We can't grasp the things of the Kingdom if our hands are clenched tight around material benefits, because that's not what it's about. Though we've a couple of weeks still til Lent begins there's something very Lenton in this reorientation from Kingdom of self to Kingdom of God. Eugene Petersen's The Message, has subtitles that sum up his interpretation of each section. Here they read (to verse 21)"You're Blessed," and then going forward 24-26 “Give Away Your Life." You are blessed when you give away your life. Oh help. There’s not much scope for evasion there.

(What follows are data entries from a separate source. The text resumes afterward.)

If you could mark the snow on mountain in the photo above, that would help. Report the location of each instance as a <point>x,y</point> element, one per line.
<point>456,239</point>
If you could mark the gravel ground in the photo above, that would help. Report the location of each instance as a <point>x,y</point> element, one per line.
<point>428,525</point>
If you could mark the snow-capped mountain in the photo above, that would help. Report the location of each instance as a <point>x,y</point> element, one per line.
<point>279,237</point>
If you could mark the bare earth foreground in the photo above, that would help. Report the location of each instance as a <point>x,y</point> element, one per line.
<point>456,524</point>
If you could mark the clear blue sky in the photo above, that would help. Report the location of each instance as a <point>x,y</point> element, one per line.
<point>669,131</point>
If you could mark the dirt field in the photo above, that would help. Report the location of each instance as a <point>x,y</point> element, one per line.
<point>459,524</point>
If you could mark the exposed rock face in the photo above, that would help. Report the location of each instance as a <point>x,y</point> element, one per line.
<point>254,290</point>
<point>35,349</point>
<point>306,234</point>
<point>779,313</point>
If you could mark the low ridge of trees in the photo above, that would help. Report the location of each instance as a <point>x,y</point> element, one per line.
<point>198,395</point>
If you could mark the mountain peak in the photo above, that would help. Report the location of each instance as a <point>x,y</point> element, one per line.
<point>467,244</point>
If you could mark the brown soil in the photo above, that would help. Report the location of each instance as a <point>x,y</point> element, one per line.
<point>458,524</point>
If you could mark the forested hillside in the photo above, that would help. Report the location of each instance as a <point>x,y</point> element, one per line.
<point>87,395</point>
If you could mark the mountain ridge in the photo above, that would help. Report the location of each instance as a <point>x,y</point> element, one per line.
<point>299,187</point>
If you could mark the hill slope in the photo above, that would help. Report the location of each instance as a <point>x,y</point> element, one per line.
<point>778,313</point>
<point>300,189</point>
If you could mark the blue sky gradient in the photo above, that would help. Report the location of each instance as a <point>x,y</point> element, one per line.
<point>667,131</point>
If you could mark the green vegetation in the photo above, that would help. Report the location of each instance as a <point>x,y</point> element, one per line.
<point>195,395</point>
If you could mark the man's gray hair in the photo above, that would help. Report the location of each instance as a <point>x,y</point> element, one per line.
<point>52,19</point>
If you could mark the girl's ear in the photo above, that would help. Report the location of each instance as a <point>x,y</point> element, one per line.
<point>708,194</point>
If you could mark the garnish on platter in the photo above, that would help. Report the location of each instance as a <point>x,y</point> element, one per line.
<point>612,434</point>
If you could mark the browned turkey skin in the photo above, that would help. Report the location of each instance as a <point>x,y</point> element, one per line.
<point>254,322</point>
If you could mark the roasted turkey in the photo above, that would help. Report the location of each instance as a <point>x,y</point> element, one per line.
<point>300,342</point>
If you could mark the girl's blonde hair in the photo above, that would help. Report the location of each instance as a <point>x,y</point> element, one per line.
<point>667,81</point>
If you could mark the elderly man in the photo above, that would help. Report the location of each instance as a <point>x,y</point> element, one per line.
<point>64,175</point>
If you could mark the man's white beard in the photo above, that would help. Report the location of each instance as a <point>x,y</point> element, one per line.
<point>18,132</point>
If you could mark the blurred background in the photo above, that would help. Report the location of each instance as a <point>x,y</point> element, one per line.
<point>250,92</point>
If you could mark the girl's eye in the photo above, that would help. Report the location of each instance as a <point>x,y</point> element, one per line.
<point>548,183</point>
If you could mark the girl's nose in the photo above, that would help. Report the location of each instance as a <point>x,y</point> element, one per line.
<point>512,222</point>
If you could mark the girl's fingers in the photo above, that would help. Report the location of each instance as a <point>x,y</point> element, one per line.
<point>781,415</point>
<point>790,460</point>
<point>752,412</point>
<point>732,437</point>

That is what the disciples have been recruited to do and, with God's help, it's our calling too. We know it's the way Jesus chose. Can we travel with him, borrow his perspective? Can we see and love the people God sees and loves, though they may alarm or repel us just a little at first? Can we fall in love with generosity, and find our own satisfaction in meeting the needs of others? Can we stand on the margins in a place of dereliction and despair, and meet Jesus there before us? It's an exercise in trust, that God knows what God is doing despite the deafening evidence of the world's agenda, and trust is often something I struggle with In The Message, Luke 6:26 reads, "There's trouble ahead when you live only for the approval of others, saying what flatters them, doing what indulges them. Popularity contests are not truth contests...Your task is to be true, not popular."
"Your task it to be true, not popular?"
Ouch. I would so much rather win friends that find myself sharing unpalatable truths…but that's not God's invitation. I long to accept, but it seems that I can’t unless God directly intervenes, working within me so that I may make Kingdom choices.
Perhaps that’s how it feels for you too – but it may be easier if we embark on this journey of giving ourselves away TOGETHER. That’s our calling as Church, is it now? To live into the truth of our calling as Christ’s Body on earth in all the costly daily work of showing God to the world by our own choices, constantly modelling God's priorities, weeping with God for the pain of a broken world, but knowing that by Gods grace the work of healing is begun.